By a unanimous vote, the Erie County Industrial Development Agency on Monday approved sales tax abatements of more than $807,000 for Delaware North Cos.’ new corporate headquarters.
The vote pushed the office and hotel project at 250 Delaware Ave. in downtown Buffalo over the first of two hurdles at the Erie County IDA that its developers said it must clear to move forward.
That second hurdle – a separate request by Uniland Development Co. for at least $3.2 million in tax breaks associated with the construction of the overall building and parking ramp – will be considered by the IDA next month, following a public hearing next Monday.
That second set of tax breaks has been the more controversial component of the incentive package, leading Uniland to scale back its request for taxpayer assistance by eliminating a proposal that would have allowed the developer to use money it paid through a payment-in-lieu-of-taxes agreement to pay down the borrowings it would take on to build the parking ramp. Uniland also reduced the size of the parking ramp, from a five-story facility with a capacity of 515 cars, to a four-story ramp with 380 spaces.

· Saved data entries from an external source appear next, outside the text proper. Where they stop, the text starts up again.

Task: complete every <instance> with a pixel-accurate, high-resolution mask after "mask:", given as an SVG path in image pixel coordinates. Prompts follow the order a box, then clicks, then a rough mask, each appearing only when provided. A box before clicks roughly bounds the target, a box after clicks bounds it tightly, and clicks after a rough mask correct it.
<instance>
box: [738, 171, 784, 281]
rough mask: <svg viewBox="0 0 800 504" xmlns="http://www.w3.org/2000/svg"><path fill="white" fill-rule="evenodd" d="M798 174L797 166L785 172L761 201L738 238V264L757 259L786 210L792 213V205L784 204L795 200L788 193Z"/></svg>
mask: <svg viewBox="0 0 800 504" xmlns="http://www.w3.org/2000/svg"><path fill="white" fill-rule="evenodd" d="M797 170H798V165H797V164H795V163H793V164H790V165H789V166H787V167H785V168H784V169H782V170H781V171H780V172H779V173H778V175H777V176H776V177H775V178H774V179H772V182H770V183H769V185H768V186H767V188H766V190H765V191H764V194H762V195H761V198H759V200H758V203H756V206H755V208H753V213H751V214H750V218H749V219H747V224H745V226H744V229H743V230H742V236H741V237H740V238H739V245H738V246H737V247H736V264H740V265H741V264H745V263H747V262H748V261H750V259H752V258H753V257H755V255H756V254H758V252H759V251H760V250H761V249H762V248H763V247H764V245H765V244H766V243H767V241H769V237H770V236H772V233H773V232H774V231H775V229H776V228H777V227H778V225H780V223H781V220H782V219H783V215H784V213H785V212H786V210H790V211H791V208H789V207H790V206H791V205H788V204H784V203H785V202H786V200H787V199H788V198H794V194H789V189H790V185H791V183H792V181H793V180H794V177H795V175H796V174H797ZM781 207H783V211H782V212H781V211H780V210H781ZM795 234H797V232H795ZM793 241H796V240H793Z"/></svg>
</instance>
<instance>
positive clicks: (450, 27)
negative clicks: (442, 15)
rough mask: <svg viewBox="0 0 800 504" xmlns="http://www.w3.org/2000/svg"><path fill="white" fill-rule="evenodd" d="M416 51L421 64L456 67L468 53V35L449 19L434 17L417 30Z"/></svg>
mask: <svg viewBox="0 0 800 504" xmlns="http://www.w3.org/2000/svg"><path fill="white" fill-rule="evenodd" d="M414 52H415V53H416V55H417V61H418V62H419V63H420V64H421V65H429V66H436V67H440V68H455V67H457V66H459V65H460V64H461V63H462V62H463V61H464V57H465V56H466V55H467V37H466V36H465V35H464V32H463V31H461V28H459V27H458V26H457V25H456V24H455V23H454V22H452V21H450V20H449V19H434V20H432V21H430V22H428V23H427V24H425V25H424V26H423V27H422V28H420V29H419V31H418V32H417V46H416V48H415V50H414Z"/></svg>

Monday, the Delaware North abatements, which came with a pledge by the company to add 65 new jobs over the next two years to its headquarters staff of 350, were approved with the full backing of Buffalo Mayor Byron W. Brown and Erie County Executive Mark Poloncarz, both members of the IDA board. Including both new and retained workers, the benefits equate to about $2,000 per job. The company is also getting $3.5 million in Excelsior Jobs tax credits from Empire State Development Corp.
“This is a tremendous project for downtown Buffalo,” Brown said. “This is only going to increase the interest in businesses making investments in downtown Buffalo.”
Brown said he expects the Uniland incentives to be approved next month.
“Now that Uniland has revised its proposal, I think that vote will go positively as well,” Brown said. “What Uniland is requesting is pretty standard in nature.”
Poloncarz said he is still reviewing the Uniland plan, but the elimination of the financing for the parking ramp dropped a key element of the tax breaks that he had opposed. He said there are still questions to be answered regarding the incentives tied to the Uniland portion of the project, which are four times more lucrative than the tax breaks Delaware North received.
“This does not tie up all of the loose ends,” he said.
Still, Poloncarz said the vote on the Delaware North incentives is a sign that the Buffalo Niagara region is willing to back locally based businesses. Delaware North has repeatedly said it is not threatening to move its headquarters, but also noted that a rejection of the incentives tied to the headquarters project could jeopardize future growth.
“We needed to send a message, not only to this community, but across the globe, that we support local business,” Poloncarz said.
“It’s a smart project for our community. It’s not often we can talk about a global corporation keeping their headquarters here,” he said. “It would send a bad message” if Delaware North were to move its headquarters.
Daniel Zimmer, a Delaware North vice president, said he was pleased with the unanimous vote backing the company’s incentive request.
“It was a good first step toward the completion of the 250 Delaware project,” Zimmer said after the meeting.
“I think this is a great day for Buffalo,” he said. “I think the community, as well as the board today, have been very supportive.”
He noted during the meeting that the company plans to create a new workforce development and job training program, specifically for Western New York. “We want to create a pathway for local residents to join the company,” he said. “We expect we’ll have a robust program when we move into our new building.”
The IDA vote Monday was centered entirely on Delaware North’s plan to spend $17 million to build out its portion of Uniland’s proposed 12-story hotel and office tower. The abatement would apply only to its purchases of furniture, equipment and construction materials.
The vote did not involve a separate application by Uniland for more than $3.2 million in standard sales, mortgage and property tax breaks for its $81 million portion of the project.
The project includes not only 200,000 square feet of office space – more than half for Delaware North – but also a 119-room hotel, four boutique retail stores and a parking ramp in the rear of the building.
Uniland’s request for incentives will now be the subject of a second public hearing at 8:30 a.m. Nov. 25 in the IDA’s 95 Perry St. office. It will then go to the policy committee Dec. 2, and then to the full IDA board at its 9 a.m. meeting Dec. 16 in the auditorium of the Central Library.
Uniland is not seeking tax breaks for the hotel or retail space, which are not eligible for incentives under the policy that all of the IDAs in Erie County follow.